Quizá esto sea una derivación de la injustificable ignorancia que se mantiene hacia Portugal, nación a la que afortunadamente cada vez vivimos menos de espaldas. No obstante, el agravante con respecto a Brasil estriba en tratarlo como a uno más entre los países iberoamericanos, cuando -sin dejar de serlo- se dan matices ante los que debemos ser sensibles. No se trata solamente de apreciar en su justa medida el lugar estratégico que ocupa la quinta nación más grande del mundo en territorio, con una población que supera los 200 millones de personas, que también, sino de no olvidarnos que hablamos de un país que cabe aupar como apropiado símbolo del auge de Iberoamérica y que ha aplicado unas políticas ejemplares (inclusivas y sostenibles) de lucha contra la pobreza, traducibles en la emergencia de una clase media pujante y creativa.
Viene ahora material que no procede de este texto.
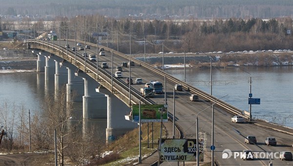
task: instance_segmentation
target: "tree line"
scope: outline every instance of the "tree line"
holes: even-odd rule
[[[30,19],[24,19],[21,22],[22,28],[38,29],[40,32],[42,29],[45,31],[48,26],[44,27],[42,20],[32,26],[31,22]],[[178,52],[293,50],[293,36],[290,33],[293,21],[289,17],[269,20],[230,18],[176,22],[130,19],[117,20],[96,15],[78,16],[70,20],[58,17],[48,25],[49,30],[52,30],[53,24],[54,30],[59,32],[62,38],[67,36],[74,39],[76,35],[78,40],[86,40],[92,43],[96,43],[97,40],[94,32],[107,33],[107,36],[102,37],[104,42],[105,42],[106,38],[110,42],[107,45],[114,49],[118,47],[118,43],[119,51],[124,53],[130,53],[127,44],[125,44],[126,41],[129,42],[129,36],[134,49],[132,52],[141,52],[141,47],[136,42],[143,41],[145,38],[147,42],[146,51],[148,53],[160,52],[163,42],[166,50]],[[15,26],[14,23],[8,21],[1,22],[0,25],[2,30],[20,28],[19,25]],[[175,43],[174,41],[180,42]]]

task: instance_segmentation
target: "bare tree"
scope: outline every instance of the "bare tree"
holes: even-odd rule
[[[77,137],[72,137],[76,134],[75,128],[78,124],[73,124],[69,121],[72,116],[74,96],[71,101],[67,102],[66,86],[63,85],[55,95],[49,97],[42,105],[43,114],[47,122],[46,134],[53,142],[55,129],[56,131],[58,163],[61,166],[64,165],[66,149],[78,141]]]

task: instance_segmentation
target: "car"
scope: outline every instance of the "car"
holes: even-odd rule
[[[134,66],[134,62],[133,61],[130,61],[130,62],[128,62],[127,64],[130,65],[130,66]]]
[[[198,101],[198,95],[192,94],[189,96],[189,100],[191,102]]]
[[[102,67],[103,68],[108,68],[109,66],[108,65],[108,63],[106,62],[103,62],[102,63]]]
[[[96,55],[95,54],[89,54],[88,56],[88,58],[89,60],[91,62],[96,62],[97,61],[97,57],[96,57]]]
[[[253,135],[249,135],[245,138],[244,142],[247,144],[256,144],[256,138]]]
[[[269,145],[275,146],[277,145],[277,141],[274,137],[267,137],[265,140],[265,144],[268,146]]]
[[[283,160],[292,161],[292,153],[290,151],[283,151],[280,152],[279,159]]]
[[[84,57],[84,56],[85,57],[87,57],[87,53],[84,52],[83,53],[83,57]]]
[[[175,90],[179,91],[182,91],[183,90],[182,85],[181,84],[175,84],[175,86],[174,86],[174,88],[175,88]]]
[[[127,77],[126,78],[126,80],[125,80],[125,83],[126,83],[126,84],[127,84],[127,85],[128,84],[129,84],[129,78]],[[130,84],[133,84],[133,81],[132,80],[132,79],[130,78]]]
[[[121,66],[127,67],[127,62],[123,62],[122,63],[121,63]]]
[[[144,82],[143,81],[143,79],[140,78],[138,78],[135,80],[135,83],[136,84],[143,84],[144,83]]]
[[[104,51],[101,51],[100,52],[100,54],[99,54],[100,55],[101,55],[101,56],[105,56],[105,52]]]
[[[241,116],[235,115],[231,118],[231,122],[236,123],[244,123],[244,118]]]
[[[146,83],[145,84],[145,87],[149,87],[149,85],[150,85],[150,83]]]
[[[251,150],[244,150],[242,151],[241,158],[243,160],[253,160],[254,159],[253,152]]]
[[[116,67],[116,71],[123,71],[122,67],[118,66]]]
[[[123,75],[122,72],[119,71],[116,71],[115,72],[115,77],[116,78],[122,78]]]

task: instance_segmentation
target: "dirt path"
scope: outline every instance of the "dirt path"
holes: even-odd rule
[[[48,153],[0,155],[0,166],[52,166],[54,158]]]

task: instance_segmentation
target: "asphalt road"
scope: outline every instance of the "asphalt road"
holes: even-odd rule
[[[56,43],[59,43],[59,41]],[[74,45],[74,42],[69,42],[70,47]],[[62,45],[66,43],[62,41]],[[84,46],[84,43],[83,45]],[[77,52],[82,54],[84,51],[78,51]],[[97,53],[96,48],[91,47],[90,49],[87,49],[88,54]],[[111,53],[106,52],[105,56],[99,57],[99,64],[102,62],[106,62],[109,64],[109,68],[106,69],[111,72],[113,67],[113,74],[115,73],[116,67],[120,65],[123,62],[127,62],[127,60],[123,59],[118,56],[113,55],[113,63],[111,61]],[[163,78],[156,76],[153,73],[149,73],[142,67],[138,66],[131,66],[131,77],[133,80],[136,78],[141,78],[144,83],[148,82],[150,80],[156,80],[163,83],[165,83]],[[129,77],[129,67],[123,68],[124,78],[120,79],[122,82],[125,82],[126,77]],[[144,87],[144,84],[133,84],[131,85],[138,91]],[[173,112],[173,87],[174,84],[167,82],[165,90],[167,92],[167,103],[169,105],[168,110],[169,113]],[[175,117],[176,124],[180,127],[186,138],[196,139],[196,114],[202,110],[210,107],[212,103],[200,99],[199,102],[191,102],[189,101],[190,93],[188,91],[175,92]],[[224,96],[227,94],[223,94]],[[164,104],[164,94],[156,95],[153,101],[158,104]],[[224,149],[228,149],[231,151],[233,155],[234,152],[240,153],[244,149],[251,149],[254,151],[254,155],[259,152],[278,152],[282,151],[292,152],[292,145],[293,143],[293,135],[285,134],[271,130],[261,126],[257,126],[253,124],[245,123],[244,124],[234,124],[231,122],[232,115],[226,112],[220,108],[215,106],[214,108],[214,151],[215,161],[220,166],[268,166],[270,162],[268,156],[258,156],[258,158],[252,161],[243,161],[240,157],[232,155],[228,159],[223,159],[222,154]],[[206,133],[206,148],[205,150],[210,151],[211,137],[211,108],[207,109],[201,113],[199,116],[199,132]],[[247,145],[244,143],[243,136],[240,135],[233,130],[237,129],[242,134],[246,136],[248,135],[255,136],[257,140],[257,145]],[[277,145],[275,146],[267,146],[264,144],[264,140],[267,137],[274,137],[277,140]],[[256,157],[256,156],[254,156]],[[292,166],[292,161],[281,161],[273,158],[273,166]],[[177,164],[177,162],[175,164]]]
Sin embargo, es esencial ponderar un vínculo menos pasional que el que nos conecta al resto de la región, por lo que no conviene replicar perezosamente los mismos patrones de conducta, ni en política (la diplomacia es un juego de seducción en el que no conviene equivocarse con los sobreentendidos), ni en relaciones comerciales. Ciertamente, en el sector privado las empresas españolas han captado a la perfección la relevancia del país como actor global, convirtiéndolo en uno de los emplazamientos clave de sus exportaciones, al punto de que en 2013 Brasil se convirtió en el primer destino de nuestras inversiones. Por su parte, no hace falta incidir en la inteligente diversificación económica del país -posible gracias a su enorme extensión- que les ha hecho fuertes en agricultura, servicios e industria, aparte de conservar su peso energético. En paralelo, la nación destaca por una creciente corpulencia en I+D, según ilustran centros tan prestigiosos como los de Sao Paulo o Pernambuco y, consecuentemente, en cultura digital, donde la antigua capital de Recife ha pasado a ser una smart-city efervescente e innovadora.
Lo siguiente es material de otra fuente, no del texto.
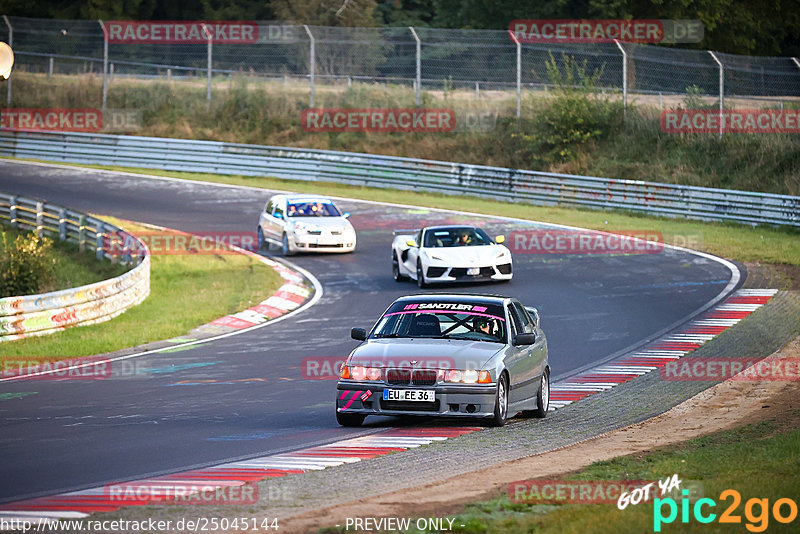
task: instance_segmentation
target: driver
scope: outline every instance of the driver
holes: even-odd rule
[[[469,232],[467,230],[461,230],[461,233],[458,236],[458,240],[456,243],[459,246],[468,246],[472,243],[472,237],[470,237]]]
[[[483,334],[493,336],[492,321],[490,319],[478,318],[475,319],[475,331]]]

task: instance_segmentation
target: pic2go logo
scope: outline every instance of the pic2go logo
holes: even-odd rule
[[[694,506],[689,503],[688,490],[682,491],[680,514],[681,523],[689,523],[689,514],[694,516],[698,523],[712,523],[717,519],[717,514],[711,511],[717,506],[713,499],[698,499]],[[742,502],[741,494],[734,489],[727,489],[719,494],[720,501],[731,500],[725,511],[719,516],[719,523],[741,524],[742,517],[736,509]],[[661,532],[661,526],[673,523],[678,518],[678,503],[675,499],[656,498],[653,501],[653,531]],[[779,523],[788,524],[797,518],[797,503],[791,499],[777,499],[770,509],[769,499],[748,499],[744,505],[744,517],[747,520],[745,528],[750,532],[764,532],[769,526],[770,511],[772,517]],[[666,513],[666,515],[665,515]]]

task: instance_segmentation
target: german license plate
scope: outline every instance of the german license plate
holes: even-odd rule
[[[432,389],[384,389],[383,400],[434,402],[436,392]]]

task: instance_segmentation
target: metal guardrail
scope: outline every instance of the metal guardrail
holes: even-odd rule
[[[0,193],[0,220],[39,235],[58,236],[95,250],[98,259],[133,263],[130,271],[81,287],[39,295],[0,298],[0,342],[50,334],[66,327],[107,321],[150,294],[150,256],[139,239],[121,228],[30,198]],[[133,239],[136,256],[112,255],[113,240]]]
[[[0,133],[0,155],[333,181],[538,205],[800,227],[800,197],[329,150],[124,135]]]

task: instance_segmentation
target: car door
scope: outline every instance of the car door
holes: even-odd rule
[[[518,300],[512,300],[511,307],[522,322],[523,331],[536,336],[536,342],[533,345],[526,346],[528,354],[528,361],[526,362],[527,375],[523,386],[526,397],[532,398],[539,392],[539,377],[544,371],[547,341],[541,329],[538,328],[531,315]]]
[[[514,336],[525,332],[525,323],[513,304],[507,306],[509,331],[512,344],[506,356],[506,369],[509,377],[508,400],[511,403],[521,402],[530,396],[530,381],[533,374],[531,345],[513,345]]]
[[[282,239],[284,228],[286,228],[286,199],[281,198],[275,202],[275,208],[272,211],[270,223],[272,226],[272,235],[275,239]]]
[[[535,327],[530,317],[519,302],[512,300],[508,305],[508,312],[511,318],[512,329],[515,333],[534,333]],[[512,338],[513,340],[513,338]],[[536,344],[518,345],[514,349],[518,352],[518,358],[514,370],[514,376],[510,380],[509,400],[512,402],[529,399],[536,394],[539,387],[536,374],[536,360],[533,357]]]
[[[417,276],[417,258],[419,257],[420,247],[422,246],[422,230],[417,233],[417,236],[414,238],[416,242],[415,247],[410,247],[405,254],[405,260],[403,260],[403,265],[409,273],[413,273],[414,277]]]
[[[272,235],[272,211],[275,209],[275,201],[270,198],[267,201],[267,205],[264,206],[264,210],[261,212],[259,216],[258,225],[261,227],[261,231],[264,233],[266,237],[274,237]]]

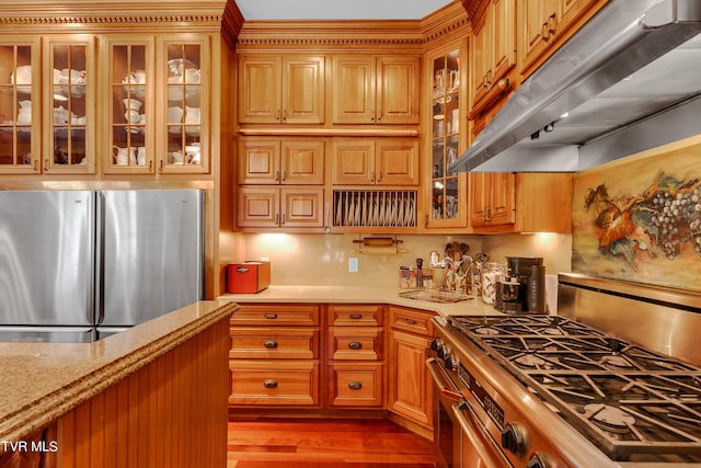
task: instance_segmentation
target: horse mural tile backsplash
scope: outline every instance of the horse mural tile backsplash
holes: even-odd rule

Es verdad que Brasil vivió un momento de fama global hace un decenio, cuando nos sorprendía con películas tan brutales como Ciudad de Dios, crecía a ritmos trepidantes (superando en ocasiones el 5%), lideraba por encima de Argentina el Mercosur, presumía de triunfos diplomáticos -logrando la asignación de los JJOO de 2016- y Lula era mundialmente elogiado. No es menos verdad que esa moda parece haberse diluido, fruto de la relativa desaceleración económica y del impacto social de la corrupción en torno a Petrobrás. Pero por eso ha sido significativa la presencia del vicepresidente Temer, por cuanto ha venido a trasladar el marco de seguridad y estabilidad institucional en el que -más allá de coyunturas- ya está instalado Brasil, a las puertas de un nuevo ciclo de desarrollo en el que hay margen para que nuestros países dupliquen su comercio bilateral.
Me atrevo a añadir que resulta asimismo imprescindible redoblar la movilidad académica, con el fin no solo de impulsar el intercambio de talentos y la cooperación científica, sino de subsanar los malentendidos culturales que persisten inercialmente en los imaginarios de ambas sociedades. El afianzamiento de un espacio iberoamericano en el que la hispanosfera y lusosfera avancen en calibrada alineación así lo exige.